Abstract
Background: Astrocytes control neuronal activity and connectivity, and serve as the synaptogenesis inducer. Metabotropic glutamate receptor 5 (mGluR5) is a key molecule which detects neurotransmitter, glutamate, and generates astrocytic Ca2+ signaling. mGluR5 expression is limited in immature astrocytes, is absent in mature. Interestingly, astrocytic mGluR5 re-appears in neuronal disorders, such as stroke, Alzheimer's disease, epilepsy and neuropathic pain. We recently found that neuropathic pain, a chronic pain arising from peripheral nerve injury and often showing mechanical allodynia, was induced by activated astrocytes in the primary somatosensory cortex (S1). Astrocytes became synaptogenic phenotype in response to peripheral nerve injury, and rewired S1 cortical networks, thereby leading to mechanical allodynia. Such synaptogenic astrocytes express mGluR5, but its causative roles in synaptogenesis remain unknown. Here, we show that re-appearance of mGluR5 in S1 astrocytes is required for synaptogenesis and the pathogenesis of mechanical allodynia.
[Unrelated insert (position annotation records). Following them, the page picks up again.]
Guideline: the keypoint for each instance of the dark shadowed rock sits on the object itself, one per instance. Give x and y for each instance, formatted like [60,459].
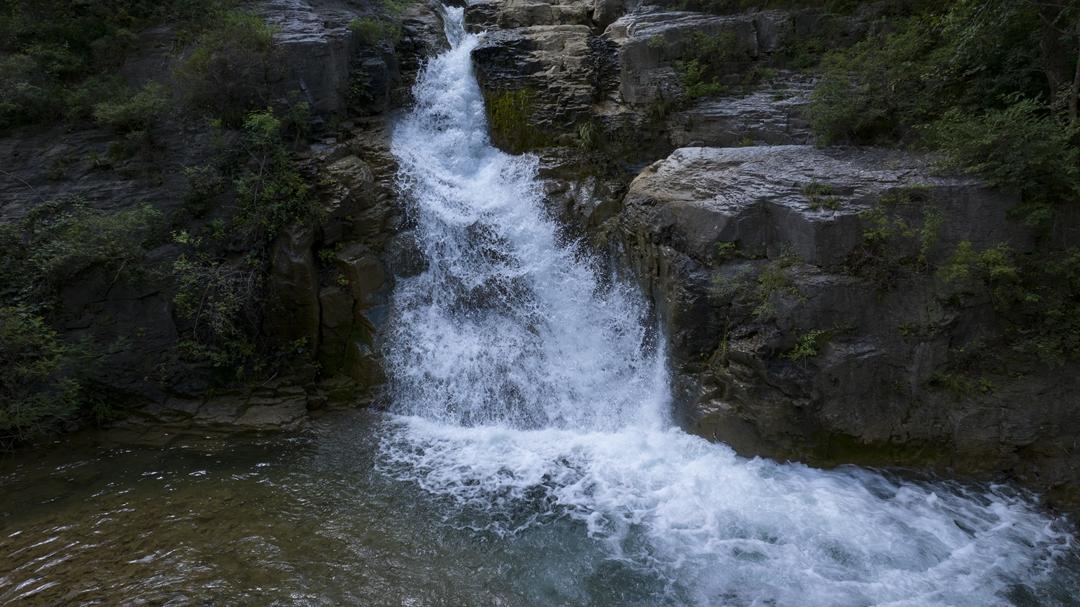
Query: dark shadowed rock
[746,252]
[293,288]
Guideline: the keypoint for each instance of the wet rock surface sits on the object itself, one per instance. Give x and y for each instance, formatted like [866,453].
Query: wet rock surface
[326,282]
[747,251]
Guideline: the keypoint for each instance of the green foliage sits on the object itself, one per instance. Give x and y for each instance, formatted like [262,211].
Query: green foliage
[219,299]
[1022,146]
[821,197]
[508,115]
[229,71]
[57,57]
[726,251]
[271,191]
[725,7]
[966,54]
[773,282]
[375,31]
[1038,297]
[705,62]
[37,390]
[868,92]
[809,345]
[59,241]
[977,80]
[136,113]
[40,254]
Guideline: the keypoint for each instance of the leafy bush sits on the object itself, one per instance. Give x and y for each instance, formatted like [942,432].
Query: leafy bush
[55,55]
[138,112]
[1022,146]
[509,113]
[229,71]
[271,191]
[809,345]
[61,240]
[967,54]
[375,31]
[705,62]
[36,387]
[220,300]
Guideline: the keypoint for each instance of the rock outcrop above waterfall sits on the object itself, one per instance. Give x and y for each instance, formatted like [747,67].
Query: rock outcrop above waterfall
[808,315]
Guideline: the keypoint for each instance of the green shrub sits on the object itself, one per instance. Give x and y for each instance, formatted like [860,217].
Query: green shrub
[809,345]
[966,54]
[230,69]
[271,191]
[55,54]
[508,115]
[706,61]
[138,112]
[36,389]
[61,240]
[375,31]
[25,95]
[1022,146]
[821,196]
[220,301]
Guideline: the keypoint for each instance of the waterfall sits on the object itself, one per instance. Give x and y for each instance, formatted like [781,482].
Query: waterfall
[528,389]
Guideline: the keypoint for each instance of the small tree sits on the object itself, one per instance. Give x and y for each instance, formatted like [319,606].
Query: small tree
[230,69]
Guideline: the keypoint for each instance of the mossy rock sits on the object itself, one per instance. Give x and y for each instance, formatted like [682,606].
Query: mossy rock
[509,115]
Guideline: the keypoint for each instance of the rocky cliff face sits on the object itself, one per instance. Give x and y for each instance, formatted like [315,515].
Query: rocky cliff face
[327,281]
[804,292]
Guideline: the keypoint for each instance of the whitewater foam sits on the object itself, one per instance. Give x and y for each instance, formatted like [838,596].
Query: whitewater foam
[531,389]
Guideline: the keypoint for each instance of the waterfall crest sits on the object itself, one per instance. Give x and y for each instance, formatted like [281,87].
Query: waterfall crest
[530,392]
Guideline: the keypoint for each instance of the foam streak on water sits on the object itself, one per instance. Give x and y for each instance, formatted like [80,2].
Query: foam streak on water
[530,390]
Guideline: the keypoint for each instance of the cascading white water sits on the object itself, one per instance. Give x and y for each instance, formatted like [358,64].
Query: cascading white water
[529,390]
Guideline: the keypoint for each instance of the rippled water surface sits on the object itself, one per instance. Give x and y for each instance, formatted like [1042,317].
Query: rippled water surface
[323,517]
[293,520]
[529,457]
Methods: Mechanical allodynia induced by partial sciatic nerve ligation (PSNL), was assessed by von Frey test. Protein expression was investigated by immunohistochemistry and westernblotting. Astrocytic Ca2+ excitability was imaged by a 2-photon microscopy. To investigate the role of astrocytic mGluR5, we made astrocyte-specific mGluR5-deficient mice (astro-mGluR5-KO) by crossing GLAST-CreERT2 and floxed-Grm5 mice. To demonstrate the role of synaptogenic molecules, we knockdowned them by delivering their siRNAs into S1.
Results: First, we validated astro-mGluR5-KO mice, and found that PSNL transiently upregulated mGluR5 in S1 astrocytes in Wt but not in astro-mGluR5-KO. Interestingly, mGluR5 was still increased in spinal astrocytes in astro-mGluR5-KO mice, indicating insufficient Cre-recombination in the spinal cord. Second, PSNL-induced mechanical allodynia was abolished in astro-mGluR5-KO mice, suggesting that upregulation of mGluR5 in S1 astrocytes but not in spinal astrocytes, should be required for allodynia. Third, mechanisms underlying astrocytic mGluR5-mediated allodynia were; (1) increase in Ca2+ fluctuations, (2) expression of synaptogenic molecules such as thrombospondin1, glypican4 and hevin, (3) synaptogenesis, (4) persistent rewiring of incorrect S1 circuits.
Conclusion: Re-appearance of mGluR5 in S1 astrocytes is essential for rewiring S1 cortical network, thereby leading to mechanical allodynia. We suggest that astrocytic mGluR5 in S1 can be a therapeutic target for neuropathic pain as well as a biomarker of synaptogenic astrocytes.